- Official film poster
- Directed by: Graham Henman
- Screenplay by: Graham Henman; Mark Townend;
- Based on: Bone in the Throat by Anthony Bourdain
- Produced by: Jamie Donaldson; Maggie Monteith; Lenny Beckerman; Nick Thurlow;
- Starring: Ed Westwick; Tom Wilkinson; Andy Nyman; Vanessa Kirby; Rupert Graves; John Hannah;
- Cinematography: Felix Wiedermann
- Edited by: Gabriel Wrye; Peter Oliver;
- Music by: Lorne Balfe
- Production companies: Upload Films; Hello and Company; Dignity Film Finance;
- Release date: March 14, 2015 (SXSW);
- Running time: 93 minutes
- Countries: United Kingdom; United States;
- Language: English

= Bone in the Throat =

Bone in the Throat is a 2015 British-American crime drama film directed by Graham Henman with a screenplay by Henman and Mark Townend based on the novel of the same name by Anthony Bourdain. The film stars Ed Westwick, Tom Wilkinson, Andy Nyman, Vanessa Kirby, Rupert Graves and John Hannah.
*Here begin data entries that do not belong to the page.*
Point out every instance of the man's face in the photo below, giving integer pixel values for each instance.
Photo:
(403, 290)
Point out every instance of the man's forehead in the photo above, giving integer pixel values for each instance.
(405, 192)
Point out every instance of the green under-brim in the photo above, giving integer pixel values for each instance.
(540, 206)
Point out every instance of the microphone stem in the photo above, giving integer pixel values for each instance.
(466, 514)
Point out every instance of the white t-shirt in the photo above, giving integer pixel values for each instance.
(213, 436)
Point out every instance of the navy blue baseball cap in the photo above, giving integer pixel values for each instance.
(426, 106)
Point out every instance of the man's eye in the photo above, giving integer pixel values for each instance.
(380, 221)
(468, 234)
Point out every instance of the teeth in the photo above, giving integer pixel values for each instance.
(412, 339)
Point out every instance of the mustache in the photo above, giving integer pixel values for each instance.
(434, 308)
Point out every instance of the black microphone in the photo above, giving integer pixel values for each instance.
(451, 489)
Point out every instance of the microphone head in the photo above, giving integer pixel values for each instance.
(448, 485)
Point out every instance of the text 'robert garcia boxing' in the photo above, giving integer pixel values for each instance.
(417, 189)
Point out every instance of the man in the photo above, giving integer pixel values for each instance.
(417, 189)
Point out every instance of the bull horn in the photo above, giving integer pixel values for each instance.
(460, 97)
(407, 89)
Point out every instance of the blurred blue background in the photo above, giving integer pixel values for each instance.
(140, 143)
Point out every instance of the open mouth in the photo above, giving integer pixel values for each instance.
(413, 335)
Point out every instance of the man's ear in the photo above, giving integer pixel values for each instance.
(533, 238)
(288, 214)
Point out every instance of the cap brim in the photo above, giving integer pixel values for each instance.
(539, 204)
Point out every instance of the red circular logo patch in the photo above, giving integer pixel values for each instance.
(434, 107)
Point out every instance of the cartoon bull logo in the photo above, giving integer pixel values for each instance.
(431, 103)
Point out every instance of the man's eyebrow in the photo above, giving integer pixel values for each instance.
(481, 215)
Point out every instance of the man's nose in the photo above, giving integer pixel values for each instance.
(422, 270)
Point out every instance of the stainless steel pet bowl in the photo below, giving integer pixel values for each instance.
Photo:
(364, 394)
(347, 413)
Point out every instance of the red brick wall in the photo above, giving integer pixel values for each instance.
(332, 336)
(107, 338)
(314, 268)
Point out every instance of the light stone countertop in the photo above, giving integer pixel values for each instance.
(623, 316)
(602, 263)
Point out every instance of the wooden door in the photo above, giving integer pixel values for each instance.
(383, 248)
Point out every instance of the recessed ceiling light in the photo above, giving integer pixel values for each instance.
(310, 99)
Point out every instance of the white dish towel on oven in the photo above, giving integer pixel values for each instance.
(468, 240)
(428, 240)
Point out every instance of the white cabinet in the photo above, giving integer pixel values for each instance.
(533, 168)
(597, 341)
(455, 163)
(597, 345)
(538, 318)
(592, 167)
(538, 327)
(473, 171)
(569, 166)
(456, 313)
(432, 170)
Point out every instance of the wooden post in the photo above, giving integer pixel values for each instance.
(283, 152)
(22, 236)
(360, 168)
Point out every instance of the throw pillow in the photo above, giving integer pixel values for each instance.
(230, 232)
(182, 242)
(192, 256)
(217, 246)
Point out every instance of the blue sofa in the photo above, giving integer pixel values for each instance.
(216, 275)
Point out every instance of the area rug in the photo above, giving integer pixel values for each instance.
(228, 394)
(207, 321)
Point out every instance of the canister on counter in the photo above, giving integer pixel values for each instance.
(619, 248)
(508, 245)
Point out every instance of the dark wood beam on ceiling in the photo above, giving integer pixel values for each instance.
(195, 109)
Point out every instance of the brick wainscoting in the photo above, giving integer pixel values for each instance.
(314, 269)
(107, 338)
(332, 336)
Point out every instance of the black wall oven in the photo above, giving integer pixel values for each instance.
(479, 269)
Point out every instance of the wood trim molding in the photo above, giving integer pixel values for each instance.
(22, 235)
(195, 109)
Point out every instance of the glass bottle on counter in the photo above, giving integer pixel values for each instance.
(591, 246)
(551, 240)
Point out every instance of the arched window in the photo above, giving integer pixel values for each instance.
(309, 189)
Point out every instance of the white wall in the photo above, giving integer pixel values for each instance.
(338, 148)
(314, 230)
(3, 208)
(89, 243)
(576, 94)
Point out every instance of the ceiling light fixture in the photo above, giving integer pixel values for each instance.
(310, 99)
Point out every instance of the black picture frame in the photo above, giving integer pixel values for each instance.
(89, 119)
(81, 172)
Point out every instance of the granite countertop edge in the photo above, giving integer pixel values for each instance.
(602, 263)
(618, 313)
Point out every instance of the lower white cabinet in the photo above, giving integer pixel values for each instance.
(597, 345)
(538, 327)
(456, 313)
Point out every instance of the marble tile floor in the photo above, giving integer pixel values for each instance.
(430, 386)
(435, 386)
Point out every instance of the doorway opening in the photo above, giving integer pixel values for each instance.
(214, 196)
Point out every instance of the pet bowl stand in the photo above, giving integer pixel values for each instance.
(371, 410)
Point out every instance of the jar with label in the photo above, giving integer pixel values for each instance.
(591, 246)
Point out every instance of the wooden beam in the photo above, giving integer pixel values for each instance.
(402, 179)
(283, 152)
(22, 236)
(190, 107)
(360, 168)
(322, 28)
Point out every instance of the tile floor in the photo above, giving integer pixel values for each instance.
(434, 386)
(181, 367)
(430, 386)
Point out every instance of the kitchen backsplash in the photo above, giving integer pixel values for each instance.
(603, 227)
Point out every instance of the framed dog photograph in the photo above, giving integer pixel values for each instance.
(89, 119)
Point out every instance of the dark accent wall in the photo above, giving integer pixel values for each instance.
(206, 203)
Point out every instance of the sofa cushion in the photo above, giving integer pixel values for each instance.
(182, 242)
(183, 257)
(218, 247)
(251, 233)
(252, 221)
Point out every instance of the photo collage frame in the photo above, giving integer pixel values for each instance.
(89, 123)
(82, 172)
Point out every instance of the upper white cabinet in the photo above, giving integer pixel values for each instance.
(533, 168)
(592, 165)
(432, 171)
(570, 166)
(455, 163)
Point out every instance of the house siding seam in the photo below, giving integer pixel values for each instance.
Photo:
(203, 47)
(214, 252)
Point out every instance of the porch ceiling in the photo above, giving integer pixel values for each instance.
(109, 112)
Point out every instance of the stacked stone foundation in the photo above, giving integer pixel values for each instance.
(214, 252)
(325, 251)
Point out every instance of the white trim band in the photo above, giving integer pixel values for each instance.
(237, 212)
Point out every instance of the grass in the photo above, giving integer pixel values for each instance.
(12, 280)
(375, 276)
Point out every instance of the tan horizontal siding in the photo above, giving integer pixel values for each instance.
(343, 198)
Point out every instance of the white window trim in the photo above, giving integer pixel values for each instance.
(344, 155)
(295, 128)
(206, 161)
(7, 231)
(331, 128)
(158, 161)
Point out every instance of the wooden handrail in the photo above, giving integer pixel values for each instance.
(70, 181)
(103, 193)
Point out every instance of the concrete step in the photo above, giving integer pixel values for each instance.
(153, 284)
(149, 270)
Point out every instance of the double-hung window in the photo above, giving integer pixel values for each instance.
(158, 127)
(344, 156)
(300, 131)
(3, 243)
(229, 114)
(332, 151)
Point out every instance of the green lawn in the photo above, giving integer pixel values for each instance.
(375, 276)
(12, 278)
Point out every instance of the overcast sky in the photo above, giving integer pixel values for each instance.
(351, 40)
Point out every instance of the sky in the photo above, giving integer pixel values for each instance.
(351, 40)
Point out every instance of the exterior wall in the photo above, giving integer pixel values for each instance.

The film premiered at the South by Southwest Film Festival on March 14, 2015.

==Premise==
A young, ambitious chef is mixed up with the East End London mob. While showing off his culinary skills, he finds himself trapped as a witness to a murder in his own kitchen.

==Cast==
- Ed Westwick as Will Reeves
- Tom Wilkinson as Charlie
- Andy Nyman as Ronnie the Rug
- Vanessa Kirby as Sophie
- Rupert Graves as Rupert
- John Hannah as Sullivan
- Neil Maskell as Lewis
- Steven Mackintosh as McDougal
- Tim Plester as Skinny
- Xavier Laurent as Chef Stephane

==Production==
In May 2012, it was reported that a film adaptation of Anthony Bourdain's novel Bone in the Throat was being made, to be directed by Graham Henman, who co-wrote the script with Mark Townend. Bourdain is executive producer for the project. Ed Westwick was cast in the lead role on May 6, 2013.